W pierwszym secie meczu olsztynianie wyraźni ustępowali gospodarzom, przegrywali 12:17, 16:21. – Pierwszy set spotkania nie zapowiadał, że wygramy w Zawierciu, mecz potoczył się po naszej myśli od drugiego seta. Uważam, że w tym meczu byliśmy zdecydowanie lepsi od gospodarzy. Zagrywka oraz dobra gra w obronie to nasze mocne elementy w tym sezonie (olsztynianie zdobyli w meczu z Wartą: w bloku 11 punktów, mieli 11 wybloków, bezpośrednio z zagrywki punktowali 9 razy – przyp. red.) elementy te będziemy chcieli wykorzystać, jeżeli będziemy w pełni z nich korzystali to będziemy odnosili zwycięstwa tak jak to miało miejsce w Zawierciu – dodał drugi trener akademików
Najlepszym zawodnikiem spotkania został Karol Butryn, który poprowadził drużynę do zwycięstwa, zdobył on w całym spotkaniu 23 punkty, atakował z 48% skutecznością. – Trzeba się cieszyć, że mamy w drużynie takiego zawodnika, był to kolejny dobry mecz w jego wykonaniu, trzeba trzymać kciuki, aby był zdrowy.

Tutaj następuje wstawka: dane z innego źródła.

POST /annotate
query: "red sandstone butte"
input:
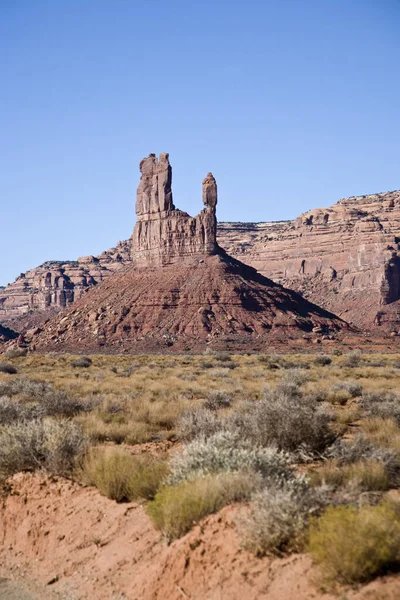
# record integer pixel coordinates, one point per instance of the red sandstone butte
(182, 289)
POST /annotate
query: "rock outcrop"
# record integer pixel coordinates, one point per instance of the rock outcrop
(345, 258)
(56, 284)
(7, 334)
(163, 234)
(182, 289)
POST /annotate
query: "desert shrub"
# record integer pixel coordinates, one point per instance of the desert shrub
(336, 352)
(220, 372)
(176, 509)
(121, 476)
(278, 518)
(24, 386)
(59, 403)
(11, 411)
(198, 421)
(353, 388)
(384, 433)
(51, 445)
(362, 462)
(353, 359)
(348, 452)
(83, 362)
(317, 395)
(322, 360)
(222, 356)
(227, 451)
(385, 405)
(364, 475)
(354, 545)
(8, 368)
(16, 353)
(217, 399)
(48, 401)
(287, 419)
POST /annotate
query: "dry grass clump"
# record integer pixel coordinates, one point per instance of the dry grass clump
(29, 399)
(198, 421)
(279, 517)
(360, 464)
(12, 410)
(354, 545)
(82, 362)
(288, 419)
(175, 509)
(8, 368)
(121, 476)
(48, 444)
(16, 353)
(133, 420)
(353, 388)
(381, 404)
(353, 359)
(217, 399)
(366, 475)
(382, 432)
(322, 360)
(28, 389)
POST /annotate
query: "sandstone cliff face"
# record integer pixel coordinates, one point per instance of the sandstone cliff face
(182, 289)
(346, 258)
(164, 234)
(55, 284)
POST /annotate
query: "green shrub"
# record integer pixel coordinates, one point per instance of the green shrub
(366, 475)
(278, 518)
(50, 445)
(322, 360)
(8, 368)
(352, 387)
(287, 419)
(385, 405)
(353, 359)
(83, 362)
(217, 399)
(198, 421)
(121, 476)
(355, 545)
(176, 509)
(226, 451)
(29, 388)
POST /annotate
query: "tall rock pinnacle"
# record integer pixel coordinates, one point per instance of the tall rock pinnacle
(164, 234)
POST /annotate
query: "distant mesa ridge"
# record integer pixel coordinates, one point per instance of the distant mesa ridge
(180, 288)
(345, 258)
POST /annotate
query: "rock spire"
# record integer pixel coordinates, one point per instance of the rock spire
(164, 234)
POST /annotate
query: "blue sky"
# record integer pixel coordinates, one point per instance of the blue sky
(292, 104)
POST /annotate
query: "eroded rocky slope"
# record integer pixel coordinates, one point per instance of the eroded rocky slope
(182, 289)
(344, 258)
(55, 285)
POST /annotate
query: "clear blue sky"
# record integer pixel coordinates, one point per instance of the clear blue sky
(292, 104)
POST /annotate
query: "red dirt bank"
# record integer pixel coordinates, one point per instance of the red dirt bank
(94, 548)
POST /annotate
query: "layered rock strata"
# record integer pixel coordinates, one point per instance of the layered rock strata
(56, 284)
(346, 258)
(182, 290)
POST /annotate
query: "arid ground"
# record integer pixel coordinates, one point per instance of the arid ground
(208, 476)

Po przegranym czwartym secie było widać, że w naszym zespole nie ma energii, coś się zacięło w naszej grze. Chwała całej drużynie, że w tie-breaku stanęła na wysokości zadania i wykrzesała z siebie ostatnie siły i wygrali całe spotkanie. Czas działa na naszą korzyść, będziemy grali coraz lepiej im dłużej będziemy trenowali, przykładem tego jest właśnie zwycięstwo w Zawierciu – zakończył olsztyński szkoleniowiec.